Digitalminister Volker Wissing will große Tech-Konzerne wie Google, Amazon, Apple, Netflix oder Meta nicht an den Ausbaukosten für Telekom-Netze in Europa beteiligen. «Das freie und offene Internet ist ein hohes Gut, das es zu schützen gilt», sagte der FDP-Politiker der «Welt am Sonntag». Man sei daher «gegen Markteingriffe und komplizierte Beteiligungsmodelle».
Netzbetreiber in Europa wie die Deutsche Telekom, Telefónica oder Vodafone fordern seit Jahren, die Internet-Plattformen mit hohem Datendurchsatz zur Kasse zu bitten. Die derzeit laufenden EU-Konsultationen zu dem Thema geben der Telekom-Branche Hoffnung, ans Ziel zu kommen. Die Provider behaupten, die fünf größten Online-Dienste verursachten rund 55 Prozent des Datenverkehrs. Das koste europäische Netzbetreiber etwa 15 Milliarden Dollar jährlich, hieß es im Februar auf der Mobil World Congress in Barcelona.
Laut Wissing kein Regelungsbedarf nötig
Die Kommission muss nach der Marktanhörung entscheiden, ob sie eine Gesetzgebung dazu anstößt, an deren Ende eine EU-Verordnung stehen könnte.
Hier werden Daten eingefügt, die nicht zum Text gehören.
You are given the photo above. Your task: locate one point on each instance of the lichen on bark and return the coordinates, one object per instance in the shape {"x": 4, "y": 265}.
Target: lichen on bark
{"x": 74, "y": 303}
Kritiker einer «Fair Share»-Regelung führen an, dass Nutzer bereits für den Datentransport über ihre Gebühren für den Internet-Anschluss bezahlen.
In dem Interview sagte Wissing, die Gefahr sei groß, dem Wirtschaftsstandort zu schaden, kleine Unternehmen zu benachteiligen und am Ende höheren Kosten für die Kunden zu schaffen. «Zudem bedarf jeder Markteingriff einer Rechtfertigung – eine solche sehe ich aktuell nicht.» Daher gebe es auch keinen Regelungsbedarf.
Forderung von Verbraucherverbänden
Anfang Mai hatten bereits Verbraucherverbände die Forderung nach einer Abgabe für große Online-Dienste zurückgewiesen. Ein Mechanismus direkter Zahlungen an die Telekommunikationsprovider hätte «unmittelbare und weitreichende negative Folgen, nicht nur für die europäischen Unternehmen, sondern auch für die Verbraucher», hieß es in einer Erklärung, die unter anderen vom deutschen Verbraucherzentrale Bundesverband (vzbv) unterzeichnet wurde.
Zu den Unterzeichnern des Appells gehören unter anderen der deutsche Verbraucherzentrale Bundesverband, die europäische Verbraucherschutzorganisation BEUC (The European Consumer Organisation), die US-Bürgerrechtsgruppierung EFF (Electronic Frontier Foundation), die Digitale Gesellschaft, der Wikipedia-Verein Wikimedia Europe sowie verschiedene Internet- und Telekommunikationsdienstleister.